同じ教場に優等生の宮田君がいて、いつも塾では1番。蓮君は宮田君をライバルだと思っていますが、はたして宮田君は蓮君のことをライバルだと思ってくれているのか?
蓮君は宮田君にはどうしても勝てなくて、だんだん勉強への情熱を失います。
そんなとき、お父さんが蓮君にある提案をします。

「また負けちゃった」
 僕は肩を落としてそう呟いた。十月の公開模試で、また宮田勇樹君に負けたのだ。
 僕は吉本蓮。日進研に通う五年生だ。
 宮田君は僕のライバルだ。いや、ライバルと言っていいものか、そのことすら怪しい。
 僕の通うK校は日進研の中でも小規模で、同学年に二十五人しかいない。宮田君はそこで常に首位をキープする、みんなのあこがれの的なのだ。
 ルックスもよくて、サッカーチームに所属していてエース。運動会でもリレーのアンカー選手に選ばれるくらい運動神経抜群。学校では学級委員をしているそうだ。リーダーシップもあって、塾のみんなは宮田君の言うことなら従う。いつも一番の成績だけど、誰にでも偉ぶらずに接する。僕にとってもあこがれの存在だ。
 このあいだもそうだ。新入りの浜名君が、授業中に答えをカンニングしたとき、みんなは浜名君のカンニングを暴いてやろうぜって言った。
 でも宮田君は、こう言ってみんなを止めた。
「いいじゃん。入ったばかりの塾だから、浜名君も舐められないようにって必死なんだよ」
「でも、浜名君、『俺だけがわかった』なんて威張ってんだよ。宮田君はムカつかないの。僕たちはプライドを賭けて、だれが問題を一番に解けるか競ってんだよ」
 僕がそう言うと、宮田君はかぶりを振った。
「そりゃ少しは頭に来るさ。でも、浜名君のことを考えたら、怒る気持ちになれないんだ」
「どうして?」
「蓮君だって、一人ぼっちで塾に来て知らない人ばかりだったら、心細いよね。だったらいいところを見せて、早く仲間に入りたいって思うのは、自然なことじゃないのかなあ」
「そりゃそうだけどさあ……」
「浜名君だってカンニングが悪いことなんて、知ってるさ。いまのうちだけだよ。そのうちこの塾に慣れてきたら、カンニングなんてやらなくなるよ」
 宮田君の説得で、みんなはしぶしぶ引き下がった。僕だって、浜名君に「おまえ、大したことないな」って言われて腹が立ったけど、宮田君が言うならって、納得したんだ。

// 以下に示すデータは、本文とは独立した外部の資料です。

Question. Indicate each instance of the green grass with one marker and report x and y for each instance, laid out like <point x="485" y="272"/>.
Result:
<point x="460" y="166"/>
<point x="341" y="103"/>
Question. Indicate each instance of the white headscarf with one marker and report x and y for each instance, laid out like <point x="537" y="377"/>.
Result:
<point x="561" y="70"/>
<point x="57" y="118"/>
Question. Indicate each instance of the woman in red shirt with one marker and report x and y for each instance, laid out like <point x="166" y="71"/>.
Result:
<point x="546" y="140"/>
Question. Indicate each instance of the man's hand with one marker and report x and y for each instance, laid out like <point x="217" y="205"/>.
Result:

 はたして宮田君の言う通り、浜名君はそのうちにカンニングすることをやめた。いまではズルをせずに一所懸命問題に取り組んでいる。

 はっきり言って、今回の公開模試は自信があった。
 大手塾の山手学園や公開模試の予想問題をお父さんがネットからダウンロードしてくれたので、対策としてそれらを解いて挑んだ公開模試だったからだ。漢字だって、以前間違えたところを徹底的にやって覚えたし、社会だって歴史の漢字間違いをしないよう、何度も書いて覚えた。理科だって苦手な生物の単元を集中的にやった。
 それなのに宮田君には勝てなかった。
 宮田君には五年生になってから一度も勝ったことがない。いつもクラスの席順は、宮田君が1番で、僕が2番だ。どんなに頑張っても宮田君に勝つことはできない。

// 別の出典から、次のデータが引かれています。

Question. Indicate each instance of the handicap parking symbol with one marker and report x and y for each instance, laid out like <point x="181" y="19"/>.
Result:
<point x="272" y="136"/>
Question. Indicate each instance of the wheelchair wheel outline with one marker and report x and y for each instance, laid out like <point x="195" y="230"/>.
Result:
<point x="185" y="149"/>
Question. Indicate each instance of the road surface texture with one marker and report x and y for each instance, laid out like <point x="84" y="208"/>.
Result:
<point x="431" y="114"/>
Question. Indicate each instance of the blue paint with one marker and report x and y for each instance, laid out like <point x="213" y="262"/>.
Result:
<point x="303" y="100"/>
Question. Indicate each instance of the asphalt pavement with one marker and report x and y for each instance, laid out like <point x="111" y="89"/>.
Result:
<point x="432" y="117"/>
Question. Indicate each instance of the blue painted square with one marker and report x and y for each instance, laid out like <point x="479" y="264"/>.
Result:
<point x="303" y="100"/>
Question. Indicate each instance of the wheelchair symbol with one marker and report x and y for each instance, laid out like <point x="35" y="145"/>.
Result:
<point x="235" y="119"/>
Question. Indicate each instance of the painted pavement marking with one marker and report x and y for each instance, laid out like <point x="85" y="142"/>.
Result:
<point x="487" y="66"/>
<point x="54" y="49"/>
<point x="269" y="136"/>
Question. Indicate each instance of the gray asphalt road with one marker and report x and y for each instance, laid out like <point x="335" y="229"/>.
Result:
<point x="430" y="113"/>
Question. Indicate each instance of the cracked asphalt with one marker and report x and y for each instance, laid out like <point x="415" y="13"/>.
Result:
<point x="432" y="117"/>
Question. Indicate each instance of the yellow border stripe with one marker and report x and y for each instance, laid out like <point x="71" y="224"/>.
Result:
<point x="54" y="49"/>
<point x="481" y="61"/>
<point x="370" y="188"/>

 僕はスポーツは苦手だけど、算数は得意だ。通っている小学校では、「算数だけは蓮君に勝てない」って言われるほど、算数には自信があるんだ。
 そんな僕でも宮田君にはコロコロ負ける。今回だって僕の算数の点数は141点だ。ところが宮田君は150点満点。僕の算数の偏差値は69、でも宮田君の偏差値は72。順位だって、僕の順位は1万人中、122位、ところが宮田君の順位は40位だった。
 どんなにやっても宮田君はいつも先を行く。本当に嫌になる。
「今回は僕も調子よかっただけだよ」
 僕の点数を告げたとき、宮田君は申し訳なさそうに、そう言った。宮田君とは毎回点数の教え合いをしているけど、宮田君はいつも同じことを言う。

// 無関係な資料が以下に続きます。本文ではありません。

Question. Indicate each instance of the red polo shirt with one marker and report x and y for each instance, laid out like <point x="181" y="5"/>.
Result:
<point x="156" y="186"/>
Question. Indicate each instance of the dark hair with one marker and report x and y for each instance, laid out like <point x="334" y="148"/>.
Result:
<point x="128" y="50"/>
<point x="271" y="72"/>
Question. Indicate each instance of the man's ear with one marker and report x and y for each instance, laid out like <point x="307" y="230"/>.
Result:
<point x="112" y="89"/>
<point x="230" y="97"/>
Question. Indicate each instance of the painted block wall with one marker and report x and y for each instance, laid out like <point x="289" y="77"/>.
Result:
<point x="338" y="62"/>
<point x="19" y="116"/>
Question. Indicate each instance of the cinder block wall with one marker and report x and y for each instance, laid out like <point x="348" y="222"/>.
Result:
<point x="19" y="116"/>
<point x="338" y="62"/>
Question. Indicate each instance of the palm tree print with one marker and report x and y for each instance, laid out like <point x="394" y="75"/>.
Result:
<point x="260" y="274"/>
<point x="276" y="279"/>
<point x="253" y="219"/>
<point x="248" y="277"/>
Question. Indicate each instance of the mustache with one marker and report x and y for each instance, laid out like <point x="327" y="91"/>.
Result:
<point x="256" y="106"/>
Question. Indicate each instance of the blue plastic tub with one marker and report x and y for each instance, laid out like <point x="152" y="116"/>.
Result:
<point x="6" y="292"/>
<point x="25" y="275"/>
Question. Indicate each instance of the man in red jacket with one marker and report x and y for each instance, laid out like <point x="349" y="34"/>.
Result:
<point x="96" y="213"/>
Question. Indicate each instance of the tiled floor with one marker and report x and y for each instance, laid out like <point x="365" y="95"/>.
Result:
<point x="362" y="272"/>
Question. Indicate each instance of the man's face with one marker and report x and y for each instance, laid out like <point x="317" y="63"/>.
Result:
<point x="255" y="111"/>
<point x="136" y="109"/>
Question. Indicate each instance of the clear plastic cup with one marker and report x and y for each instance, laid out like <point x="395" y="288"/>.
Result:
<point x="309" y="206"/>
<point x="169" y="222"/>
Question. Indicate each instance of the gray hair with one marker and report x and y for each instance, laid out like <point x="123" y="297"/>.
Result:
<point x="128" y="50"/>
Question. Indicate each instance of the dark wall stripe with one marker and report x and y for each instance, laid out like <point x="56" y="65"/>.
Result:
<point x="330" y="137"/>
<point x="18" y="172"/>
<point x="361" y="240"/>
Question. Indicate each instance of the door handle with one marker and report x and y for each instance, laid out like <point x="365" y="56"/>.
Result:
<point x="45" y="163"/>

 僕の点数が悪いときには「今回は調子が悪かったね」。僕がよくても宮田君に勝てなかったときは、「今回は僕も調子がよかった」だ。かれこれ一年間近くこの会話が繰り返されている。最近では、宮田君にこんな気を使わせて、申し訳ないとさえ思うようになった。
 宮田君は、通っている国立附属小学校でもいつも成績トップだと、同じ附属小学校に通っている三輪さんが言っていた。学校でも、みんなのアイドル的存在で、いわゆるスクールカーストの頂点にいるそうだ。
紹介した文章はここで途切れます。